Turning a Closet into a Vault

a1abdj

New member
Vault doors can be purchased through safe and vault companies listed in your local yellowpages.

A few insights:

"Vault Doors" built by gun safe companies are not vault doors. They look like vault doors, but do not offer any real fire or burglary protection. You could buy a commercial steel door, and be better off.

These types of doors do come in handy when dealing with existing construction, or decor reasons.

Real vault doors can be very heavy. If you are planning on doing something like this, it should be in the preconstruction phase. Once a house goes up, it becomes much more expensive to move a door inside. It is a lot easier to set the door with a crane, even if it is a lighter door. Although a gun safe company's door may weigh 1,000 pounds, a real vault door can easily weigh 8,000 pounds.
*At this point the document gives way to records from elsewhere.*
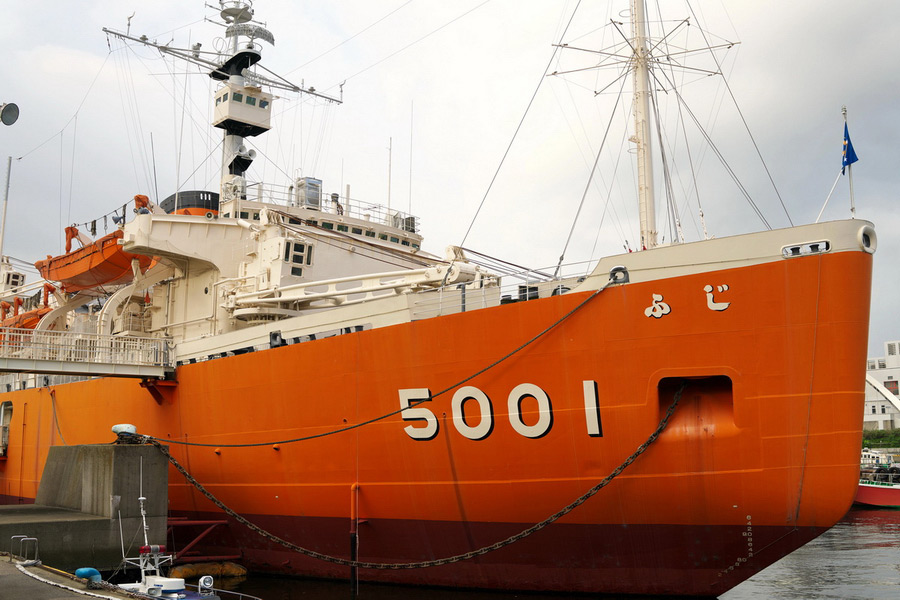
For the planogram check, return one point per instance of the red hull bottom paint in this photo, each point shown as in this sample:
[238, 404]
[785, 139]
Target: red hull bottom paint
[884, 495]
[646, 559]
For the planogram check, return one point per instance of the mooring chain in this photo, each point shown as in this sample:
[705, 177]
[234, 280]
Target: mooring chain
[441, 561]
[382, 417]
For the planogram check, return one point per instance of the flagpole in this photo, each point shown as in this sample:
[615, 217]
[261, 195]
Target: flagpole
[849, 172]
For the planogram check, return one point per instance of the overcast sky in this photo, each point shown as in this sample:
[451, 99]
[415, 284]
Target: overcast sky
[447, 83]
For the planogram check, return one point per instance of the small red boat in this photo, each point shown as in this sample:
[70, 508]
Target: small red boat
[885, 494]
[102, 262]
[879, 480]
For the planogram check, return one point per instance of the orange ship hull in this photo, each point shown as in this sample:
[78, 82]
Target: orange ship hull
[101, 263]
[760, 456]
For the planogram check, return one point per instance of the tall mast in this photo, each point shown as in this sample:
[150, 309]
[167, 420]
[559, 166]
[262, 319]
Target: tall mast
[641, 138]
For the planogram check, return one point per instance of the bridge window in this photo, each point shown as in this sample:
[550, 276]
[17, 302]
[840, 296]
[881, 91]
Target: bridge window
[297, 254]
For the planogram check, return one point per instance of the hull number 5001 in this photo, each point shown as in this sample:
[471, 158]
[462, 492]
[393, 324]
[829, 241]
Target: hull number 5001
[426, 427]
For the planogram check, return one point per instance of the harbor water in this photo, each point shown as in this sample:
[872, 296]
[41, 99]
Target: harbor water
[858, 559]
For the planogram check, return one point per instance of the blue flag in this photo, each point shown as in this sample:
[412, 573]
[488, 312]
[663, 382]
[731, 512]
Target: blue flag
[849, 156]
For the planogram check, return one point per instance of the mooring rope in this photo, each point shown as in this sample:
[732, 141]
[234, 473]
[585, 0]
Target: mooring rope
[441, 561]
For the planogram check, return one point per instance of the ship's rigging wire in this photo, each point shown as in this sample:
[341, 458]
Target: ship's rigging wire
[487, 191]
[77, 110]
[747, 128]
[587, 186]
[411, 405]
[441, 561]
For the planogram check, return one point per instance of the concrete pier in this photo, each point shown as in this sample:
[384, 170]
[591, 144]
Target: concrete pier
[85, 492]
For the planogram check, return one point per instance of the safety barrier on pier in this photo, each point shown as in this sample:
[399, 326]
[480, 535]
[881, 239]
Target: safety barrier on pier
[91, 354]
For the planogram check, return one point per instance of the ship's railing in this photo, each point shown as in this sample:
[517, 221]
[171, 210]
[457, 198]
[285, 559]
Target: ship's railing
[287, 196]
[67, 352]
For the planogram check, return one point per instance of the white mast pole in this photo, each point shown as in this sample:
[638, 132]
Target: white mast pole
[5, 202]
[646, 202]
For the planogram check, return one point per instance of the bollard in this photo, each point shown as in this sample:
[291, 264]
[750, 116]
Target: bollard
[12, 541]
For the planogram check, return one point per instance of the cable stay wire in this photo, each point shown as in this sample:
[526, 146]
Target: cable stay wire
[518, 127]
[749, 133]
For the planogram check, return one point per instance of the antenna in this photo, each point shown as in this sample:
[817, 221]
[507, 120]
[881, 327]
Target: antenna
[9, 113]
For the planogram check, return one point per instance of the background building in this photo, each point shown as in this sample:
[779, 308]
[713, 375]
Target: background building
[882, 409]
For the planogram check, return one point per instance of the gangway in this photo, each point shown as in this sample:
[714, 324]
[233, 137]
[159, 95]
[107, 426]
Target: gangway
[88, 354]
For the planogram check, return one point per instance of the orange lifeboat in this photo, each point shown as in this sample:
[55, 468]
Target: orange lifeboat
[102, 262]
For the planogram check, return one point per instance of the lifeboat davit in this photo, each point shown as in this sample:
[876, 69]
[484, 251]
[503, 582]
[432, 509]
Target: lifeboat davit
[27, 319]
[99, 263]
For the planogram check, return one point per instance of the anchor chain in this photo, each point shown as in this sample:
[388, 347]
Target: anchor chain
[441, 561]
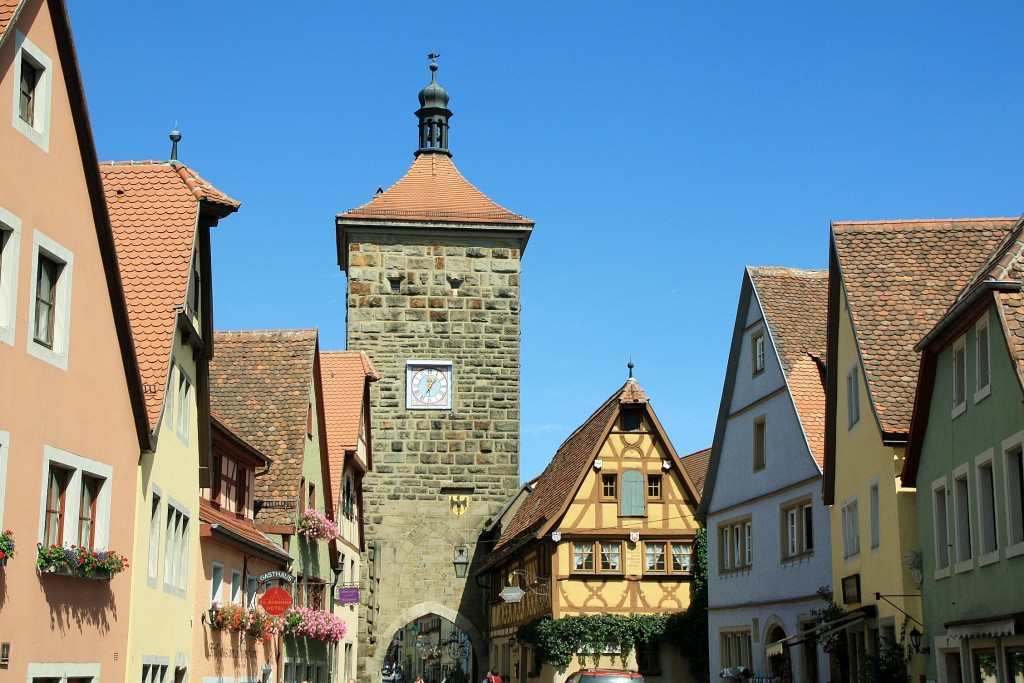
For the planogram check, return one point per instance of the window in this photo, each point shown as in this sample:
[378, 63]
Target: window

Do not buy vault doors on E-bay unless you know a heck of a lot about vault doors. Many of these doors are sold without frames which makes them useless. Many are missing parts. Also, many of these doors must be demo'd out of their present location, rigged, and moved across reinforced floors to be shipped. I have had many calls from people who have gotten a "steal" on a vault door, just to get a $10,000 quote to remove it.
 

Bender711

New member
Another, possibly cheaper solution would be to not make your intentions obvious. Perhaps create a secret compartment in the existing closet that wont be noticeable to some one that dosen't already know its there.
 

wachtelhund1

New member
"Vault Doors" built by gun safe companies are not vault doors. They look like vault doors, but do not offer any real fire or burglary protection. You could buy a commercial steel door, and be better off.

alabdj, Would you have any recommendations. I tried to google for commerical steel doors yesterday and did not come up with anytime that looked suitable.
 

a1abdj

New member
You may have to contact a local commercial door dealer. They come in a wide variety: Hollow and solid, fire rated, pressure rated (hurricane doors).
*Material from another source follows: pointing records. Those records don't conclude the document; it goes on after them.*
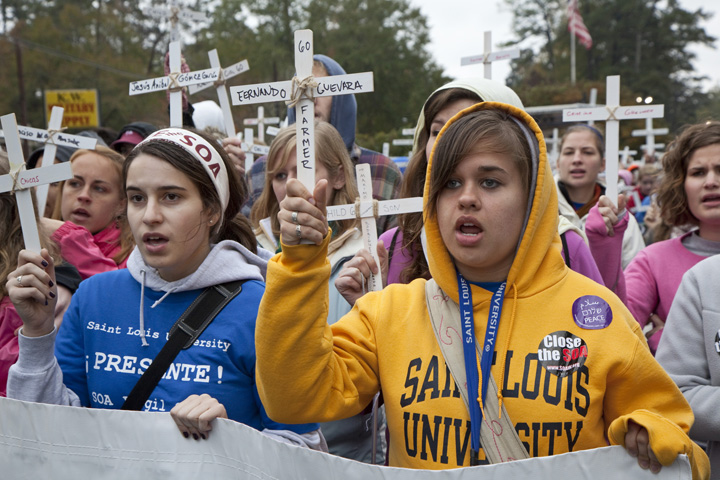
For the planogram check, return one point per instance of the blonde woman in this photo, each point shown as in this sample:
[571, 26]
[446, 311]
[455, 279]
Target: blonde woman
[350, 437]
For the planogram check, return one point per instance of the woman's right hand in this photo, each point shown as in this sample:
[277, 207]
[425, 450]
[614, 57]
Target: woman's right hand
[610, 213]
[31, 287]
[50, 225]
[301, 215]
[352, 281]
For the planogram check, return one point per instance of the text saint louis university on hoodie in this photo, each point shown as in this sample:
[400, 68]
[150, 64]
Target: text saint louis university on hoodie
[571, 362]
[99, 347]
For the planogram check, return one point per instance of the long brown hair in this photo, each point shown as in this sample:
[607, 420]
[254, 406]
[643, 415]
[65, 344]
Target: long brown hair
[235, 225]
[672, 198]
[491, 131]
[414, 182]
[330, 151]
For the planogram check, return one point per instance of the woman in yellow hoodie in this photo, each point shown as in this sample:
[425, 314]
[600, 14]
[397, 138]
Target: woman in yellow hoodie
[572, 365]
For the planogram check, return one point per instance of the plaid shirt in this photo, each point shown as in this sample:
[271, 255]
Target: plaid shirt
[385, 174]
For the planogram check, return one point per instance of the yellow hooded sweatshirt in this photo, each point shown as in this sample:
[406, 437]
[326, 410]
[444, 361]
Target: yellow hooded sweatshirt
[571, 360]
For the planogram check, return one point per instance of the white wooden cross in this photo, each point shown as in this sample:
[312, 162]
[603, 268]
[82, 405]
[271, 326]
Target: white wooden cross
[649, 133]
[611, 114]
[488, 56]
[554, 143]
[225, 73]
[405, 141]
[19, 181]
[300, 92]
[174, 82]
[626, 153]
[367, 209]
[251, 149]
[52, 137]
[174, 13]
[272, 131]
[261, 121]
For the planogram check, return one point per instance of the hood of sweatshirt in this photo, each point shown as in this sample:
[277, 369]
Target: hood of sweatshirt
[488, 90]
[228, 261]
[343, 114]
[533, 269]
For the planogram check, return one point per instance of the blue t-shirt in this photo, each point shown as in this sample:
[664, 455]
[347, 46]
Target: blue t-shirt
[99, 349]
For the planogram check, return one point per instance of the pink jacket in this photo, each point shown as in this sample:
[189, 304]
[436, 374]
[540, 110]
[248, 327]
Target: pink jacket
[649, 283]
[9, 323]
[90, 254]
[653, 278]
I did a panic room job last year, where the plans used a FEMA rated hurricane door with multi point lock. It ran around $1,500. It was a heavy steel frame and door which could withstand a 2x4 being shot at it with hurricane force winds.
 

sparkysteve

New member
We had this conversation at work last week.

Two layers of 5/8" drywall gives you a 2 hour fire rating. Home Depot sells fire rated doors. They look like a standard entry door. Just get a good deadbolt, and set it to swing in so the hinges aren't exposed. I like the chain link fence idea for theft proofing. Maybe a couple layers of plywood or OSB would work too. Or that dark grey tile-backer board. That stuff's hard as a rock.
 

skeeter1

New member
IIRC, my safe came with a recommendation to place it inside a closet and bolt it to the wall studs and floor. Probably a good idea, but I haven't done that. It's probably heavy enough that anyone is going to have a hard time getting it out of here, and if I ever need to move, well, those big burly movers will have to do that for me.

Yeah, just get yourself a safe and keep it in the living space part of the house.